Actually, National Treasure feels like an educational videogame that was adapted into a movie for sales synergy. A PG-rated Disney release, it's pretty lightweight for adults (think a third-rate Indiana Jones) and will make kids suspicious that someone's trying to slip them some lessons in a candy coating.
The first two sequences set up the story with more dialogue than some entire films contain, especially Jerry Bruckheimer films. When the talking stops, a ship hundreds of years old (buried in ice near the Arctic Circle) is blown up. (Oh, that Jerry Bruckheimer.)
First, in 1974, a grandfather (Christopher Plummer) gives a lesson to young Benjamin Franklin Gates, who will grow up to be Nicolas Cage. It involves an ancient treasure that had been lost for a millennium, but was found by the Knights Templar a thousand years ago and later brought to the New World and hidden so the British wouldn't get it.
In 1832, a Gates ancestor was given a clue to the treasure by the last surviving signer of the Declaration of Independence before he died. What Ben's father (Jon Voight) describes as "six generations of fools" have been looking for it ever since. Voight quit after 20 years and encourages his son to stop, saying each clue only leads to another clue, but there is no treasure.
That doesn't stop Ben, 30 years later, from thawing out that old boat, where he finds a Meerschaum pipe with a riddle inscribed in its stem. He interprets this– at great length– to say there's a map on the back of the Declaration of Independence. When Ben's financier/partner, Ian (Sean Bean), demands they steal the ancient document Ben refuses, and they part company.
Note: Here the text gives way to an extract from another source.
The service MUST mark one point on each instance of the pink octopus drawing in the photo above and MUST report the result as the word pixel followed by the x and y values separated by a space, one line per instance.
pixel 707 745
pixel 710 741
Ben and his sidekick, Riley (Justin Bartha, a young Crispin Glover) head for Washington to warn the FBI and Homeland Security that the Declaration is about to be stolen. They won't listen to him, so he goes to the National Archives and tries to persuade Dr. Abigail Chase (Diane Kruger). She's no more receptive than the others, but she's prettier. (This doesn't seem to matter much to the asexual Riley, who may have a crush on Ben.)
So Ben and Riley steal the document before Ian and his thugs can, and the chase is on. Dr. Chase goes along to protect the document. The trail leads to Philadelphia, where there's another clue at Independence Hall, then to New York and maybe Boston. It's like Cellular for historians, but slower paced.
While it's easy to tell the good guys from the bad guys, it's not clear what the good guys intend to do with the treasure if they find it; but we know they'll do the right thing– whatever it is– in the end.
For a Bruckheimer action movie, National Treasure– perhaps hampered by the PG rating– is short on memorable action sequences. There's enough that the picture's pulse never stops, but it has a surprisingly slow count.
Cage is in his mildly obnoxious, doing-it-for-the-money mode. With the paycheck he got, who needs treasure? The other actors do what's expected of them– or less. The document representing the Declaration endures an amazing amount of abuse, being rolled and unrolled countless times, soaked in lemon juice (to read the invisible ink), and handled far more than it's been for centuries– kinda like the way the Republicans treat the Constitution.
There's probably an intrinsic patriotic appeal to building a story around national monuments and historical documents, so think of your ticket purchase as an act of solidarity with Bruckheimer Nation.